The motif shared by these artists is something more than unstable or morbid relationships with men; something more, too, than an interest in Catholic art and symbolism (Catholicism being almost the only religion in the West that is both familiar enough to be communicative, and sufficiently rich in art to have symbols an artist can communicate with). All three, in an ostensibly romantic or erotic context, express the duality of faith. Everyone finds some temptation or other attractive, and sexual desire is always a useful symbol of this, partly because it is near-universal, but mostly because it’s so easy to see how its potency can lead us past boundaries we acknowledge in principle. More than that—and here, though it’s probably coincidental, the fact that darkness and distorted light are used so much in all three videos is an interesting coincidence—we all experience doubt. Neither the atheist nor the priest is exempt from it: Pope Benedict XVI’s Introduction to Christianity, far from being the abstract recitation of brimstone-reeking dogmatica that one might expect from his reputation, opens with an exploration of whether faith is possible in the modern world, and finds in doubt a point of contact between the Christian and the nonbeliever.
Yet all three songs, especially Judas, carry with them the suggestion of an obsession with God, or a being haunted by him, that will never simply go away. At several points in What Kind of Man, we can see Florence and her lover fighting to hold on to one another or get back to one another, through the crowd of men that are at once allegories of his identity and obstacles to his integrity, and it is in the baptismal imagery that the song finds its softening closing. Nor is Lana del Rey’s video exempt. On the surface, it seems more wholly and specifically sacrilegious than the other two—but the persistence of its Christian imagery is in my view suggestive, particularly given her professed Catholicism.
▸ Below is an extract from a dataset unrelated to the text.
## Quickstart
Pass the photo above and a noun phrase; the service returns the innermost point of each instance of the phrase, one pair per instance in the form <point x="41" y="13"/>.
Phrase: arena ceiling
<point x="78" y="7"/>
Her short film Tropico, which contains her in her Marian costume, as well as the figures of John Wayne, Elvis, Marilyn Monroe, and Jesus, suggest that she too has an inner multiplicity that cannot be simply dismissed, but that does include the ever-recurring call of holiness.
✠ ✠ ✠
1Stefani Germanotta and Lizzie Grant, better known by their state names Lady Gaga and Lana del Rey, are professing if irregular Catholics, and Florence Welch went to a Catholic school as a child.
2I say yellow advisedly. There is no blonde on God’s earth whose hair is that color.